Renato Brunetta si era ritirato nella sua stanza per una pennichella, ma non riusciva a prendere sonno. Passeggiava nervosamente sotto il letto quando un gatto entrato dalla finestra, scambiandolo sicuramente per qualcos’altro, lo divorava all’istante. Il gatto poi cresceva come un’enorme tigre gialla e senza strisce, e si aggirava per le camere mangiandosi Raffaele Fitto, Andrea Ronchi e Gianfranco Rotondi. Giulio Tremonti riusciva a mettersi in fuga con una gamba sola, scampato al primo attacco. Sapeva come utilizzare le sue poche risorse con economia. Ma incontrava l’anaconda gialla. Le sue ultime parole, prima di entrare nelle sue fauci erano: «Maledizione! È tornato il serpente monetario!».

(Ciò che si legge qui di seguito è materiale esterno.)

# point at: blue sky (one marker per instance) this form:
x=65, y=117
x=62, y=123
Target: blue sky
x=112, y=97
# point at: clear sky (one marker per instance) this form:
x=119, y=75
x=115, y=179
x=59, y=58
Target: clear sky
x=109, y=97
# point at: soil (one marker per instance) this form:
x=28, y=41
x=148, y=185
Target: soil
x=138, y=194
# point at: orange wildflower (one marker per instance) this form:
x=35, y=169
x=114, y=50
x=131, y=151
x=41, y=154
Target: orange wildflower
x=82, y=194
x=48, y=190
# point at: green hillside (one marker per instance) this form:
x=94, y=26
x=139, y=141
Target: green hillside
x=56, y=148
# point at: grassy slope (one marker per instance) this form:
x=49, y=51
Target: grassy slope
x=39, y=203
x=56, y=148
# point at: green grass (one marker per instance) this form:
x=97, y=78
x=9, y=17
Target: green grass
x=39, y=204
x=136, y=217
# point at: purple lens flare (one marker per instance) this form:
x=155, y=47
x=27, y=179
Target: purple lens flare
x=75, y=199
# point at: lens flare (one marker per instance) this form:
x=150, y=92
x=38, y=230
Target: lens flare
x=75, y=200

Sandro Bondi era l’ultimo a morire, abituato com’era a digerire di tutto. Dopo pranzo si era seduto all’ombra di un pino per leggere a voce alta un libro con le sue poesie e aveva ancora un sorriso ebete sulle labbra.

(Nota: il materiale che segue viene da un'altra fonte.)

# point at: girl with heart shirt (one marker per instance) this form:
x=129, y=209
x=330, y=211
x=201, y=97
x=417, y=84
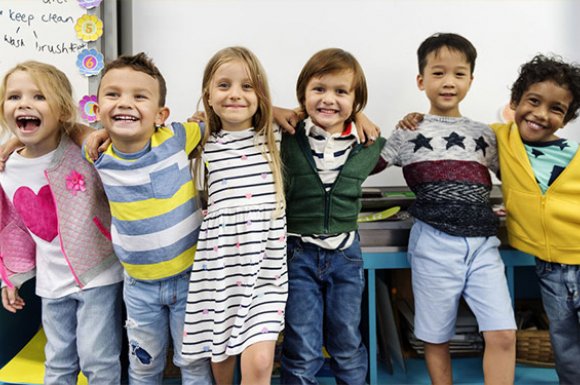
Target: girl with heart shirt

Io seguivo dall’alto i movimenti della polvere gialla. Sembrava cambiar forma continuamente mentre si spostava da un obiettivo all’altro. Ora aveva la forma di un animale mitologico gigantesco, e si dirigeva verso altre coste dove villeggiavano i parlamentari dell’opposizione.
«Guarda, papà! Un pollo!», diceva la figlia di Buttiglione indicando il cielo sulla spiaggia di Gallipoli.
«Ma no, mia piccola ignorante, è un drago taoista della dinastia Tang (唐朝 618-907)!», correggeva con spocchia Massimo D’Alema dall’ombrellone vicino.
Poi la polvere li divorava tutti.
La spiaggia era diventata un’immensa distesa di scheletri e carcasse. L’unico che si poteva riconoscere ancora era Fassino perché era uguale a prima.
Presto rimaneva solo la spiaggia deserta.
Però non ricordo bene.
Nel sogno devo essermi addormentato sognando che invece su villa Certosa cadeva un missile nucleare e tutte quelle cose che ho appena descritto accadevano in realtà ai parlamentari dell’opposizione. E che a cavallo del satellite, accanto a me, non c’era Ferdinando Adornato, ma la polvere gialla che aveva preso le sue sembianze. Oppure no. No, no, aspetta. Era proprio Adornato, fin dall’inizio, che riusciva ad arrivare dappertutto con la sua infinita capacità di trasformazione. Come quello lì di Heroes, come si chiama. Cylar, ecco.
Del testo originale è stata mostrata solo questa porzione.